Weight loss, especially adipose tissue reduction, typically improves blood glucose control in accordance with the degree of weight loss and also improves insulin sensitivity and β-cell function [40,41,42]. Nevertheless, we found similar improvements in insulin sensitivity as measured by 1/HOMA-IR and ISIM, as well as similar improvements in insulin release and β-cell function as determined via the HOMA-β, InsAUC30/GluAUC30, InsAUC120/GluAUC120, and disposition index in response to exenatide or glargine. This may be a function of early insulin sensitivity and β-cell function improvement as a consequence of glycemic control, while the effect of weight loss on insulin sensitivity and β-cell function may require a longer time.
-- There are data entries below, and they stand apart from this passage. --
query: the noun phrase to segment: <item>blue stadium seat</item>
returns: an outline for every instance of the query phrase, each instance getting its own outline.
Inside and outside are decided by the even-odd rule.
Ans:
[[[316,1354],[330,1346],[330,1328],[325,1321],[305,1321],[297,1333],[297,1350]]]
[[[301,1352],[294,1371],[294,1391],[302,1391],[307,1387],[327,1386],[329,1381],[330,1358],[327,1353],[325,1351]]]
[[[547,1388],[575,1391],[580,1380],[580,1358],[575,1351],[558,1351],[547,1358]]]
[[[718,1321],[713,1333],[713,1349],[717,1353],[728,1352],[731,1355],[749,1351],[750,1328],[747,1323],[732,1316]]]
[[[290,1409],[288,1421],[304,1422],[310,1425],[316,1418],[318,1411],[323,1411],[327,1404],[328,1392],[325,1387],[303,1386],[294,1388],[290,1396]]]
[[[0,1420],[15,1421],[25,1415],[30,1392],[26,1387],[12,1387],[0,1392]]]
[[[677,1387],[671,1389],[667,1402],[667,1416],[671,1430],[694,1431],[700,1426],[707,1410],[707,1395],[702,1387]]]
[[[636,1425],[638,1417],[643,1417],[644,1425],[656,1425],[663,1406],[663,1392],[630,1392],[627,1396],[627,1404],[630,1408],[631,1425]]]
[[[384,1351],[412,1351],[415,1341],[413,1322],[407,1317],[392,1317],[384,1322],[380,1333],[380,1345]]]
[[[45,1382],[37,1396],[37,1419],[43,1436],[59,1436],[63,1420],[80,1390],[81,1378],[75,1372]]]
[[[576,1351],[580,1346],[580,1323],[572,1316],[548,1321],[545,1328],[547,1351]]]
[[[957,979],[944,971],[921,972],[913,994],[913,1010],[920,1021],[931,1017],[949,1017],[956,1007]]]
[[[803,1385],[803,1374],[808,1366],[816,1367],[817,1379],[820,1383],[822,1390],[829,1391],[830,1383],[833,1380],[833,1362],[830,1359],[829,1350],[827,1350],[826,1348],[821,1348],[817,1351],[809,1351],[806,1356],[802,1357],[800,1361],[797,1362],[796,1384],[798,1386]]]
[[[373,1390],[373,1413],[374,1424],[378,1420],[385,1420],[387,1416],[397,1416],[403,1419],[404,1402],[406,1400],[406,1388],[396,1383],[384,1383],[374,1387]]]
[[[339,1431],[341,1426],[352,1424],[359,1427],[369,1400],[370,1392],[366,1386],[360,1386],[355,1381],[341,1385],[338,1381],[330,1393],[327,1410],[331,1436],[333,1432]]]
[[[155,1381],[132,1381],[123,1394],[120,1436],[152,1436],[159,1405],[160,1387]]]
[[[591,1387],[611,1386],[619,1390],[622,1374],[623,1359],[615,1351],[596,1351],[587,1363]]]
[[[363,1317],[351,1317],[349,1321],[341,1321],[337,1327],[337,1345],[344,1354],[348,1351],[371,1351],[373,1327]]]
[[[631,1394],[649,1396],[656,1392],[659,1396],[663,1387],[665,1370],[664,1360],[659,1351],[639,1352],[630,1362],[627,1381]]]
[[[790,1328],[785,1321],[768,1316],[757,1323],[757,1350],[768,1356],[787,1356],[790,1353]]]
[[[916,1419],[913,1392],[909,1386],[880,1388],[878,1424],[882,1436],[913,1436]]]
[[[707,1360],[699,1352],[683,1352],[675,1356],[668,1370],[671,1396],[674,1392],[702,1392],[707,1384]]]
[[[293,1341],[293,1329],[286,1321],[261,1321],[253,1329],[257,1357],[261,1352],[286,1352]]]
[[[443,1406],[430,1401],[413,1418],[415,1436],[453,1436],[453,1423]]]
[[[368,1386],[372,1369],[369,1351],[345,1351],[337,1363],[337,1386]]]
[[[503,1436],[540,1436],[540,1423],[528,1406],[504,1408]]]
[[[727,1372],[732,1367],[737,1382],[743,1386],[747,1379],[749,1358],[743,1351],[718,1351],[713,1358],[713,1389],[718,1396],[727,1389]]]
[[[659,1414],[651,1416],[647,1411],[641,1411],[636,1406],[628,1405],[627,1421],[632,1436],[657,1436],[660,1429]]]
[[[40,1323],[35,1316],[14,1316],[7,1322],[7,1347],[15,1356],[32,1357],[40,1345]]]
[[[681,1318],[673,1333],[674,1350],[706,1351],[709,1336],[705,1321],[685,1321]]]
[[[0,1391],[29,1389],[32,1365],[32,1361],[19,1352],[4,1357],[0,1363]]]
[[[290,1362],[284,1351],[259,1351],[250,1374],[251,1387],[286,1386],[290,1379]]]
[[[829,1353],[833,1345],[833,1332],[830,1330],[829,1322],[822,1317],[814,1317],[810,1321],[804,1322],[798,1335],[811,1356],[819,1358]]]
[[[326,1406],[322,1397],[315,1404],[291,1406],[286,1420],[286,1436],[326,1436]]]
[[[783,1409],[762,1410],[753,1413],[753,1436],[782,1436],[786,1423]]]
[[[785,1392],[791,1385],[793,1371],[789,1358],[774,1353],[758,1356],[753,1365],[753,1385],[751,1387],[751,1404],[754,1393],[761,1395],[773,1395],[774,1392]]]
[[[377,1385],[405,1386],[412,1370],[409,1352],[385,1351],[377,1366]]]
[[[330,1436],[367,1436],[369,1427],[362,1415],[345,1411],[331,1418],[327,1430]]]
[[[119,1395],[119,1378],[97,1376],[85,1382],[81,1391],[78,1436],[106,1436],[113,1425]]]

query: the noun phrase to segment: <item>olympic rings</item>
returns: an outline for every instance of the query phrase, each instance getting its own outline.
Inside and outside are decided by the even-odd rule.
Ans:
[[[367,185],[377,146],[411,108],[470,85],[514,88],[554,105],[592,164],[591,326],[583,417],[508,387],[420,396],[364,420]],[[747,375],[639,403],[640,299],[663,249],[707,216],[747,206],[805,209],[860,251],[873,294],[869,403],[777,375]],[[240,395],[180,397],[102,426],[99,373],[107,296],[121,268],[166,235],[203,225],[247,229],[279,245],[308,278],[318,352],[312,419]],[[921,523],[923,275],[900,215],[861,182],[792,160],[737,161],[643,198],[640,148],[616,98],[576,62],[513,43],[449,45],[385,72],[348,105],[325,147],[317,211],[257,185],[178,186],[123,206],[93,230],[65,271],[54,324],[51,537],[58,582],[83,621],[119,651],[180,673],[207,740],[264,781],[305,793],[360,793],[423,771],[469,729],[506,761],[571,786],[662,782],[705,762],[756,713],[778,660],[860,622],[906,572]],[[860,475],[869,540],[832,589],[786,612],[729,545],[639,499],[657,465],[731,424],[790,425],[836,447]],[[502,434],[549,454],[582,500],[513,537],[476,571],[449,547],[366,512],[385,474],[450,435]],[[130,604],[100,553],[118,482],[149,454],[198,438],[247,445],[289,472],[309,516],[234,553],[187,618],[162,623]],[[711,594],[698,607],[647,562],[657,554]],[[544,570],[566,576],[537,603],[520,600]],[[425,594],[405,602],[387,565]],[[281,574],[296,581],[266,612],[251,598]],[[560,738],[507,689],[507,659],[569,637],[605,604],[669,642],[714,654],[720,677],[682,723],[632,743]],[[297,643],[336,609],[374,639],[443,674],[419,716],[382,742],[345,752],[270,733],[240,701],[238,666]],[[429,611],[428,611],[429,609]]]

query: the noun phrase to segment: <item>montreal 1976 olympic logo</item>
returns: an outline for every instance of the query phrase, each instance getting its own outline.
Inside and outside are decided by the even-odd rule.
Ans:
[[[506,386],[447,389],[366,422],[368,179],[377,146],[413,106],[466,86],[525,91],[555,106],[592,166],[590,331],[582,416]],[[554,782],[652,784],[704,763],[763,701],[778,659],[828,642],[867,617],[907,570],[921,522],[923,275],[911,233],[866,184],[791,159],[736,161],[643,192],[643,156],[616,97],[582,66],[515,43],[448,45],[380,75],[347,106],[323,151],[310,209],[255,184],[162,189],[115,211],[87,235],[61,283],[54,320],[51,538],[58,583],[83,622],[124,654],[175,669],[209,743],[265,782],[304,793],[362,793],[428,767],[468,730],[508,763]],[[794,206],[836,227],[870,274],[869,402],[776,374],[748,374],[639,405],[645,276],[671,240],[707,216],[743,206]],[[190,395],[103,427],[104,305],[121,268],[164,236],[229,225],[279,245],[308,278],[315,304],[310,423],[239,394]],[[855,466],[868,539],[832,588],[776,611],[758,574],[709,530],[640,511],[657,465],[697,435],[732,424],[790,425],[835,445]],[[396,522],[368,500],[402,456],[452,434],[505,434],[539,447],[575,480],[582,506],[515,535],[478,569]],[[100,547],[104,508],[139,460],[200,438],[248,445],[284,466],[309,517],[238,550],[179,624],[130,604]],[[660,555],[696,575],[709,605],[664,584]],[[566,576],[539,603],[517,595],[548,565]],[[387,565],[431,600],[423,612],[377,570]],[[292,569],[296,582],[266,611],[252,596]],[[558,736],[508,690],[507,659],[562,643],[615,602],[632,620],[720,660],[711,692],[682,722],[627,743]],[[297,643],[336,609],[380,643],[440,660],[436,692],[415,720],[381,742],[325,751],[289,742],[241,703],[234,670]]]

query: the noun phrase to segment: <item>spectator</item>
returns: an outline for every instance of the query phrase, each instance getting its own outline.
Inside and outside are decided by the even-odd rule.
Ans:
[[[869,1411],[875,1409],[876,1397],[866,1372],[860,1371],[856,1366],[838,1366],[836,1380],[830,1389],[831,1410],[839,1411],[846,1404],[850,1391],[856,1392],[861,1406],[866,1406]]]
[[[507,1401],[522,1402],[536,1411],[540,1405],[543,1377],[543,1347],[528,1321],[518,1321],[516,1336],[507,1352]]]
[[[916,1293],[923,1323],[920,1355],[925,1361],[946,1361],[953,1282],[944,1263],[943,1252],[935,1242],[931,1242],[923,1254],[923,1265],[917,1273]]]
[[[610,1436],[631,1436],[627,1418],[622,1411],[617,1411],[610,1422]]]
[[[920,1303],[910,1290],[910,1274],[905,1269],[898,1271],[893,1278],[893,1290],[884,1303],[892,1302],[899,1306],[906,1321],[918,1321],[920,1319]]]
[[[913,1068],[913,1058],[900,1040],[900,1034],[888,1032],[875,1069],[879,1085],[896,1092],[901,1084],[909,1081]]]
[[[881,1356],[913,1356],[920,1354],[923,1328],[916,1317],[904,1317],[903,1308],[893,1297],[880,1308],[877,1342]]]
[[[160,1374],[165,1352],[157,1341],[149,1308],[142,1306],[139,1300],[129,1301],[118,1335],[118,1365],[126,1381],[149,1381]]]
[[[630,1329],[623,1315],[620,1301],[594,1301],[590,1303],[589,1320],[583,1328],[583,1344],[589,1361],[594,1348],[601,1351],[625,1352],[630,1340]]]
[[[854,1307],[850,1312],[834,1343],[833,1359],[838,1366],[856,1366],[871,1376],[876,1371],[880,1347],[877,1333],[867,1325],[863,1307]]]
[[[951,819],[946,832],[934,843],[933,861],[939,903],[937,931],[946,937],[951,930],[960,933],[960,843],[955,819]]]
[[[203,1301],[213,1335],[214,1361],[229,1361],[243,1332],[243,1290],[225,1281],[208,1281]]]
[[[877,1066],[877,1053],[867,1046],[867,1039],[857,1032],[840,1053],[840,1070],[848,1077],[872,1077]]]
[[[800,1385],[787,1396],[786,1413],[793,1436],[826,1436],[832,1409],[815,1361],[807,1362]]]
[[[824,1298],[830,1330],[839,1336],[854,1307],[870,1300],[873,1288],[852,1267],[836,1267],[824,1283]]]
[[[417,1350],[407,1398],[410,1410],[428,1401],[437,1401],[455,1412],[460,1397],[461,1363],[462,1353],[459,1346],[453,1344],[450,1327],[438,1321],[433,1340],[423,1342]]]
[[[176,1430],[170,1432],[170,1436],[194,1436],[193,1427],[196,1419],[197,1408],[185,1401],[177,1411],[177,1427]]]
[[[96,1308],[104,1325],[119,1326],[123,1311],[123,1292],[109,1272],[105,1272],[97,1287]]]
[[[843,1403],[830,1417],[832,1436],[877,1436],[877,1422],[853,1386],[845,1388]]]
Weight loss, especially android fat mass reduction, is related to insulin resistance improvement [20, 43]; the positive relationship between fat mass reduction and the decreases in FBG and HbA1c only with exenatide in the current study suggests a more prolonged beneficial effect of exenatide on insulin sensitivity and β-cell function improvement.

Our study had some limitations. Only 37 patients participated, which may negatively influence the statistical power; moreover, the 16-week period may not have been sufficient to evaluate the additional benefits of weight and fat mass reduction on insulin sensitivity and β-cell function, as has previously been reported [20, 43]. A blinded multi-center research study with a larger number of patients is required to confirm our findings. Furthermore, in addition to DXA, body composition can also be measured using computed tomography [18] or MRI [20]; however, these methods are expensive, require a longer examination time, and expose the patients to greater amounts of radiation. The dosage of insulin glargine was titrated only in the first four weeks pursuant to our research design; hence, a fixed dosage of insulin glargine during the remaining 12 weeks may not be conducive to glucose control.

Conclusions

Our results showed that exenatide and glargine produce similar improvements in glycemic control, insulin sensitivity, and β-cell function in overweight or obese patients with T2DM who are unable to achieve adequate glycemic control with metformin monotherapy. Our data showed that exenatide was superior to glargine in terms of reduced body weight, BMI, fat mass, and percent fat mass. Additionally, weight loss with exenatide was mainly a consequence of decreased fat mass rather than lean tissue mass, which may help improve glycemic and weight control.